What creates sleepless nights for Khamenei and his prospective successors is that in the last and only time the Assembly had to choose a leader, there was a powerful figure such as Rafsanjani who played the role of a kingmaker and power broker who managed the situation and prevented any crisis.
However, this time not only there is no agreed-upon kingmaker, but there are hinderances to decision making including the presence of a powerful player, IRGC, which did not exist as such in 1989.
Expressing his objection to the committee of three short list, Harisi said on Monday that "the leader must be determined by all or a majority of Assembly of Expert members, not by a small committee."

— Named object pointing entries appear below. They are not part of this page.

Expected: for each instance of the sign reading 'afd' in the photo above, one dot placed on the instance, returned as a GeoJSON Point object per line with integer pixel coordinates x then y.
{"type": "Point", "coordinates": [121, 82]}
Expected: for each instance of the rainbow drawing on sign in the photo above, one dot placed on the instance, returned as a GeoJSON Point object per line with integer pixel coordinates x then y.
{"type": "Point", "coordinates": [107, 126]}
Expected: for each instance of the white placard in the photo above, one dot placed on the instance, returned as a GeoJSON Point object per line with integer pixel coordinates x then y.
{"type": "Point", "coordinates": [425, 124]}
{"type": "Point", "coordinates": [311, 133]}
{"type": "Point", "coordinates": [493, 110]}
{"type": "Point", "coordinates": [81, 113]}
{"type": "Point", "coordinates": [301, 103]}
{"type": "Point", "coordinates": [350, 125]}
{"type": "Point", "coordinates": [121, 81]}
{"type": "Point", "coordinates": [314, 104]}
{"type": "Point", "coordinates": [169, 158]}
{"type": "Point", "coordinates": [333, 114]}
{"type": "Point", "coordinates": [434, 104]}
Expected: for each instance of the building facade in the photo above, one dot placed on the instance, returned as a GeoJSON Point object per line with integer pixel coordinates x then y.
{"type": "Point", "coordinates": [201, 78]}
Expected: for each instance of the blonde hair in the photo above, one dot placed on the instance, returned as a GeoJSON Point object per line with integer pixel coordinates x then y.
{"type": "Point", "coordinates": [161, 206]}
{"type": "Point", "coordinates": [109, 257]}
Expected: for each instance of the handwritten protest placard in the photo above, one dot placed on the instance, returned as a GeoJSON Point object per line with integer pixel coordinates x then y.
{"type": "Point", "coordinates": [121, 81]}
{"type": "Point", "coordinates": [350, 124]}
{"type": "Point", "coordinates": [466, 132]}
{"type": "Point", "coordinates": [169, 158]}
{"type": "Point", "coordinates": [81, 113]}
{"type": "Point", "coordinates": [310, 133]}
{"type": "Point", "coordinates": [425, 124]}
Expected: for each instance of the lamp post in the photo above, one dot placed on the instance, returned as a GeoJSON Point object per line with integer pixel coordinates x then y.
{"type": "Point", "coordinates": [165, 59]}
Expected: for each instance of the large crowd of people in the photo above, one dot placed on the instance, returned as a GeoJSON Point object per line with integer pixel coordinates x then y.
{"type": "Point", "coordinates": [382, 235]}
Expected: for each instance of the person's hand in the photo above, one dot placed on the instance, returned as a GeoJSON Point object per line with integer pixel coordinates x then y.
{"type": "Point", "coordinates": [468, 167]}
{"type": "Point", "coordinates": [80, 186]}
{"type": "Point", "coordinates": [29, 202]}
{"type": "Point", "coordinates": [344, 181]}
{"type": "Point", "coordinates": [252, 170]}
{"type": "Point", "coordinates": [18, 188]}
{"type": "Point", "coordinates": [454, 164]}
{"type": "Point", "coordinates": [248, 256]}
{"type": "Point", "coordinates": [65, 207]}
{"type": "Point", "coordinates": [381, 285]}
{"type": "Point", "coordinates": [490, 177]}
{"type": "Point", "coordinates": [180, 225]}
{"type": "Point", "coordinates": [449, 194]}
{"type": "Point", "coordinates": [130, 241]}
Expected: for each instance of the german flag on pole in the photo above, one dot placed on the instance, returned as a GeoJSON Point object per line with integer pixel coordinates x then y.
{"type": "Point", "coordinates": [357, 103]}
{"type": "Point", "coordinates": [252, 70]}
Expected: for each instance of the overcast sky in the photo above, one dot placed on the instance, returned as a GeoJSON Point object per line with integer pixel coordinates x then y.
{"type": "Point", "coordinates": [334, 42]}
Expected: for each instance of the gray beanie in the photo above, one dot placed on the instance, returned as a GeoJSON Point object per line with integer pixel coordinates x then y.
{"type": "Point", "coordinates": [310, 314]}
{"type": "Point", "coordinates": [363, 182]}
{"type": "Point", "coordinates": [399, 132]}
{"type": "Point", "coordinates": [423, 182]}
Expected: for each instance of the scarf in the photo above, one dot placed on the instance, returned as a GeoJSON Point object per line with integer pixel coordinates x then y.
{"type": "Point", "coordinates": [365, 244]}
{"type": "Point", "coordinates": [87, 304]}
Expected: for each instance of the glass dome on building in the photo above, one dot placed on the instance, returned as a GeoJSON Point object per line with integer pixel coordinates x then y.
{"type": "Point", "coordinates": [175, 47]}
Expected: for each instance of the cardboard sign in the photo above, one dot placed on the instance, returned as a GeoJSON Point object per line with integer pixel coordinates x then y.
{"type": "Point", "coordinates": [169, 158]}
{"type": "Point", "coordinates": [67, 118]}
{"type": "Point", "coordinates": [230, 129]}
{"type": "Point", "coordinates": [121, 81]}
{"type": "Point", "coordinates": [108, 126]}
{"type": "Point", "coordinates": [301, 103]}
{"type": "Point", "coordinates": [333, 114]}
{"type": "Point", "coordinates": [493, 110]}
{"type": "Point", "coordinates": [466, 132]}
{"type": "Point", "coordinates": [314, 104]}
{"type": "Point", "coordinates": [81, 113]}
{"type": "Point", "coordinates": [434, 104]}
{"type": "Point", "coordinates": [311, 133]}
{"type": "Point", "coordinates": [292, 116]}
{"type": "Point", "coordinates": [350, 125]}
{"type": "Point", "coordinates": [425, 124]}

However, he confirmed that the existence of such a committee, but believes its decision will not be fateful.
"In 1989 the committee's choice was not selected as leader", Harisi said. Although he did not name that choice, politicians in Tehran know that the man's name had been leaked to clerical circles: Grand Ayatollah Mohamad Reza Golpayegani.
Khamenei has reportedly told Assembly of Expert members in a meeting in the 2000s: "You should have at least 10 Supreme Leaders up your sleeves."
No one knows, or no one has claimed to know who Iran’s next supreme leader is. But anecdotal accounts say Khamenei's preferred candidate for the post is his son Mojtaba. President Hassan Rouhani and Judiciary Chief Ebrahim Raisi have never refuted rumors about their aspirations to emerge as the next supreme leader. Most other candidates have either died or have been discredited in the quagmire of Iranian politics.
If Mojtaba is really Khamenei's choice, there is no guarantee that others will respect his wish after his death. On the other hand there is no indication, at least in the media, about Khamenei grooming his son for the position.